Shady locations in the garden provide a respite from the heat of summer. Perennial plants that flower in the shade often put on a show after perennials planted in sunlit locations fizzle out in the summer heat. Despite the challenges presented by shady locations, numerous perennial flowering plants flourish in such a landscape location and can provide years of enjoyment.
Black Snake Root
The black snake root (Sanicula marilandica) grows well in full shade locations. The plant attains a height up to 4 1/2 feet, with foliage that ranges from dark green to almost purple in appearance. During the months of June and July the black snake root produces non-stop blossoms that appear a greenish-white. The tiny flowers appear in clusters of up to 25 individual blossoms.
The plant requires moist soil conditions to thrive. It can withstand short stretches of flooding without undue harm to the plant or its root system.
All parts of the plant are harvested to treat sore throats, fevers and stomach disorders, to make skin lotions and poultices, and to treat burns and other dermatological disorders.
The lily-of-the-valley (Convallaria magalis) grows from tiny rhizomes that rapidly spread to naturalize the areas the small plant is planted within. It grows best in full or partial shade. The plants will tolerate dry conditions, so they are ideal located under large water-hungry trees.
In the spring or early summer the plant produces tiny, fragrant, white bell-shaped flowers in abundance. Once the flowers die away, green spike-like foliage remains. The plants stand 8 to 12 inches in height.
The lily-of-the-valley is extremely poisonous, so care must be taken when planting around small children or pets.
The shade-loving goutweed (Aegopodium podagraria L.) is considered a weed by many, as it is highly invasive, but it is a common shade garden plant that produces blossoms. Care must be taken when planting it to prevent it from escaping cultivation.
Goutweed tolerates a wide range of soils with ease. It prefers well-draining soil and will tolerate moist or dry conditions. The plant grows to a height of up to 3 feet and produces large clusters of tiny white flowers in the mid-summer months.
The lungwort (Pulmonaria) produces tiny, bell-shaped flowers in the spring months.

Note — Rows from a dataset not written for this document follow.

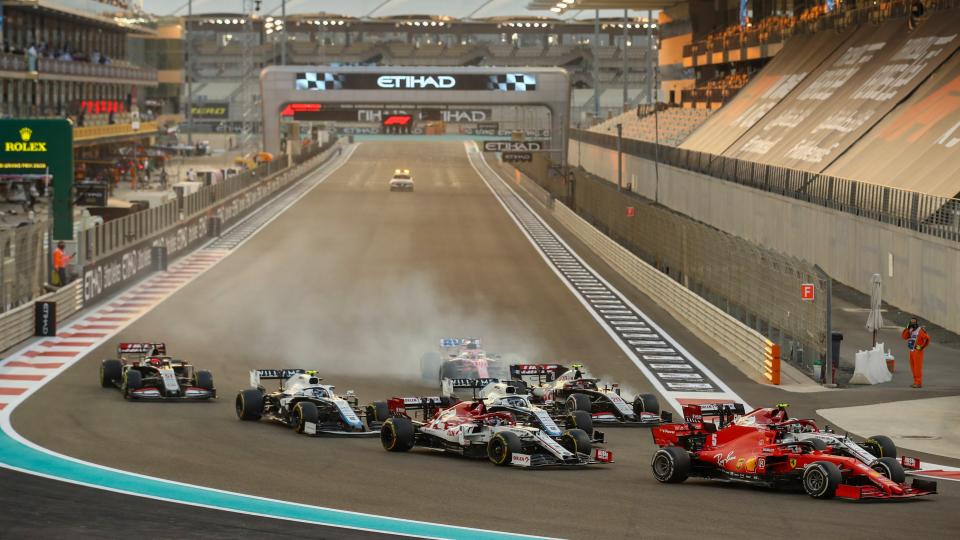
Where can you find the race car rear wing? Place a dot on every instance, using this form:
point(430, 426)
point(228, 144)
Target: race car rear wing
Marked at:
point(449, 386)
point(142, 349)
point(427, 405)
point(723, 412)
point(536, 373)
point(258, 375)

Flower colors are either white, blue, purple or red. Each night the flowers close, and when morning light arrives they again open. The plant enjoys full to partial shade. Foliage appears large and hairy. Most varieties are green in color, but a few offer mottled or variegated leaves.
The plant enjoys rich soil conditions. It spreads quickly and makes an excellent ground cover in shady areas.